Opinion
No. 14-20620
05-29-2015
Appeal from the United States District Court for the Southern District of Texas
USDC No. 4:12-CV-2919
Before KING, JOLLY and HAYNES, Circuit Judges. PER CURIAM:
Pursuant to 5TH CIR. R. 47.5, the court has determined that this opinion should not be published and is not precedent except under the limited circumstances set forth in 5TH CIR. R. 47.5.4.
Chad Fenley Davis, Texas prisoner # 1336883, is serving a life sentence for capital murder. He has moved for a certificate of appealability (COA) from the denial of a motion he filed under Federal Rule of Civil Procedure 60(b) concerning his prior 28 U.S.C. § 2254 proceeding. A COA is unnecessary because Davis merely asked the district court to reopen the time for filing an appeal from the denial of the § 2254 petition. See Dunn v. Cockrell, 302 F.3d 491, 492 & n.1 (5th Cir. 2002).

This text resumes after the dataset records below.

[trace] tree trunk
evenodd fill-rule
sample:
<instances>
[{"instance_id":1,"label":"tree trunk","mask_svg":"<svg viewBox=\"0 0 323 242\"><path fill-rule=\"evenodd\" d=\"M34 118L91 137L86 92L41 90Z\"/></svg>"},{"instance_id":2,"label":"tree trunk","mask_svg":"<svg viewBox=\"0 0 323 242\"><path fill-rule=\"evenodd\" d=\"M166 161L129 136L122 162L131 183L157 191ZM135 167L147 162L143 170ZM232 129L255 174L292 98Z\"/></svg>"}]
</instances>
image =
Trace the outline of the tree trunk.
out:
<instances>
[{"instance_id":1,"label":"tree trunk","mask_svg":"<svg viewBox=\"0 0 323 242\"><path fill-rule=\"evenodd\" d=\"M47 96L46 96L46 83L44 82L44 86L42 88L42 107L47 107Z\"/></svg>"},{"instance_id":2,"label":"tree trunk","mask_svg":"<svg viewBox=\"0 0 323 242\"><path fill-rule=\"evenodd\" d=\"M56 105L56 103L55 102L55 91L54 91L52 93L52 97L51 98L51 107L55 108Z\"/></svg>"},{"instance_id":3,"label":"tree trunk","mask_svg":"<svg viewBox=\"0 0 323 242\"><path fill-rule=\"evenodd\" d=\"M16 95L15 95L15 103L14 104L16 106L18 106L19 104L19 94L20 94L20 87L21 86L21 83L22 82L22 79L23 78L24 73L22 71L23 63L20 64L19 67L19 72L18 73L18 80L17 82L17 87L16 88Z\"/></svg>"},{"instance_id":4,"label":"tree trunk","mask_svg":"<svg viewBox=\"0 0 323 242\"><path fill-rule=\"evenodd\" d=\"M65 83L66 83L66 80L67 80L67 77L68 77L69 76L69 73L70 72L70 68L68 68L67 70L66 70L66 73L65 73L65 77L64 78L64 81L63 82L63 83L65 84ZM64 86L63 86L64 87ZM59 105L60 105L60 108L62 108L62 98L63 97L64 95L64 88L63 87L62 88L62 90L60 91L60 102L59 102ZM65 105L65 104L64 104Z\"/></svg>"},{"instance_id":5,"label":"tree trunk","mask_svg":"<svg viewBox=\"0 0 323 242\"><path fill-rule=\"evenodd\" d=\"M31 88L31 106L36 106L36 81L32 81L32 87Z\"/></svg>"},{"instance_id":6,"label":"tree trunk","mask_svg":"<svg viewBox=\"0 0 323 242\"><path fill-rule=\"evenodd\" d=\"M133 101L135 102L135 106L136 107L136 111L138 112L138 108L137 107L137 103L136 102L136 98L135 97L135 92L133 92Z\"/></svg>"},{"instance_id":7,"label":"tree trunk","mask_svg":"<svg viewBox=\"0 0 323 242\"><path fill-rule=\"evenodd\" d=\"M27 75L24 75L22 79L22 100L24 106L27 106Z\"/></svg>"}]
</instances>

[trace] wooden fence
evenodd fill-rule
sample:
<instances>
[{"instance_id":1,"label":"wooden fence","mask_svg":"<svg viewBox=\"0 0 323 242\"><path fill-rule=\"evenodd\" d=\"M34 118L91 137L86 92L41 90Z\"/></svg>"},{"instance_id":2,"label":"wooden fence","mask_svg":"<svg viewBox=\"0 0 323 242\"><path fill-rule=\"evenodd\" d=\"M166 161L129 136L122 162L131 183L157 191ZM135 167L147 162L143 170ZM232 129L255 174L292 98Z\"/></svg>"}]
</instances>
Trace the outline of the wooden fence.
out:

Davis's case is therefore before us on his motion to appeal IFP, and our inquiry "is limited to whether the appeal involves 'legal points arguable on their merits (and therefore not frivolous).'" Howard v. King, 707 F.2d 215, 220 (5th Cir. 1983) (citation omitted). We review the denial of Davis's Rule 60 motion for abuse of discretion. See Seven Elves, Inc. v. Eskenazi, 635 F.2d 396, 402 (5th Cir. 1981). The denial "must have been so unwarranted as to constitute an abuse of discretion." Id. A Rule 60 motion may not be used to circumvent the time limits for appealing, especially where, as here, the motion was made after the period for seeking an extension of time for appeal has expired. See Dunn, 302 F.3d at 492-93; see also Perez v. Stephens, 745 F.3d 174, 177-79 (5th Cir.) (holding that Rule 60(b) does not permit circumvention of Rule 4's time limits for appealing in a habeas case), cert. denied, 135 S. Ct. 401 (2014). Martinez v. Ryan, 132 S. Ct. 1309 (2012), does not help Davis because Martinez did not create an exception "to statutory limits on appellate jurisdiction." Perez, 745 F.3d at 179. The denial of Davis's Rule 60 motion was not an abuse of discretion, and his appeal lacks arguable merit. See Howard, 707 F.2d at 220; Seven Elves, 635 F.2d at 402.
A COA is DENIED AS UNNECESSARY; the IFP motion is DENIED, and the appeal is DISMISSED. 5TH CIR. R. 42.2.